Still, by many measures, the quarter was one of the NAS vendor's best. NetApp CEO Dan Warmenhoven, on a conference call yesterday, said the company had, for the first time in its history, shipped more than 10 petabytes of storage capacity in a single quarter, shipping a total of 11.5 petabytes (or 11,500 Tbytes).
Several Wall Street analysts remain bullish on its prospects. Robert Montague, an analyst with RBC Capital Markets, maintains an Outperform rating on NetApp. He says there's evidence to suggest that the rate of disk drive density improvements is flattening, which should result in improving year-over-year revenue growth for storage system vendors. "We believe the blue chip storage system vendors offer the purest opportunity to exploit this trend given the opportunity for accelerating EPS growth via margin expansion," he writes in a research note.
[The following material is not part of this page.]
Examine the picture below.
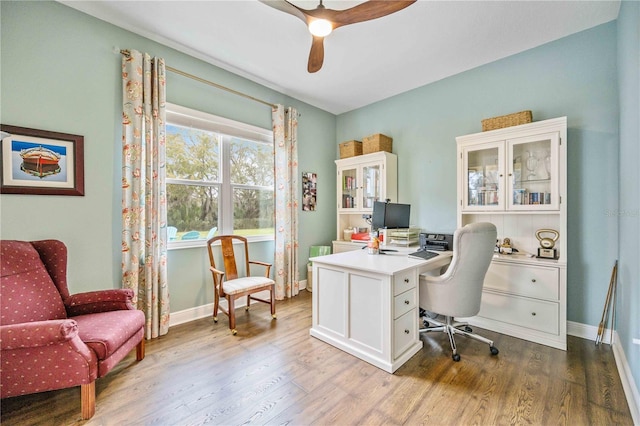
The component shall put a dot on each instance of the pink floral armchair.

In discussing NetApp's quarter, Warmenhoven again touted strong user acceptance of iSCSI, claiming that more than half of the low-end FAS250 units in the field have enabled the iSCSI protocol (see NetApp Squares Off With Redmond). NetApp continues to believe that iSCSI, the industry standard protocol for sending block-level storage, represents a chance for it to grab meaningful share in the SAN market.
The adoption of iSCSI by NetApp customers "actually exceeds my expectations," he said. "iSCSI has been more rapidly deployed, I think, in some of our customers than I expected."
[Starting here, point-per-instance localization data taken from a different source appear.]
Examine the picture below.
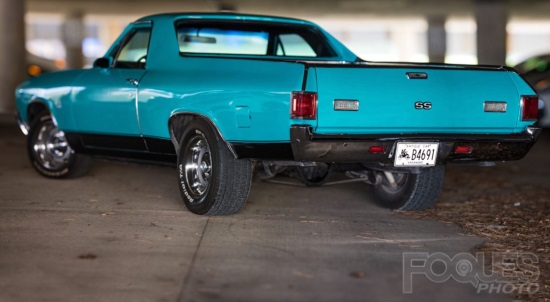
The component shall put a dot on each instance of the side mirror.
(103, 62)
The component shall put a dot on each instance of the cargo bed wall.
(387, 98)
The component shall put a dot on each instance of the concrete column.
(437, 38)
(73, 34)
(491, 19)
(12, 51)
Warmenhoven acknowledged that the technology is still nascent, noting that NetApp's iSCSI initiative is "not material from a revenue standpoint." But he hinted that the company may be considering charging for IP SAN support in the future: "iSCSI, for instance: Should that be an add-on feature at a separate price? Or should that be a native feature in the system? We'll make those decisions in terms of what we think is best for the business."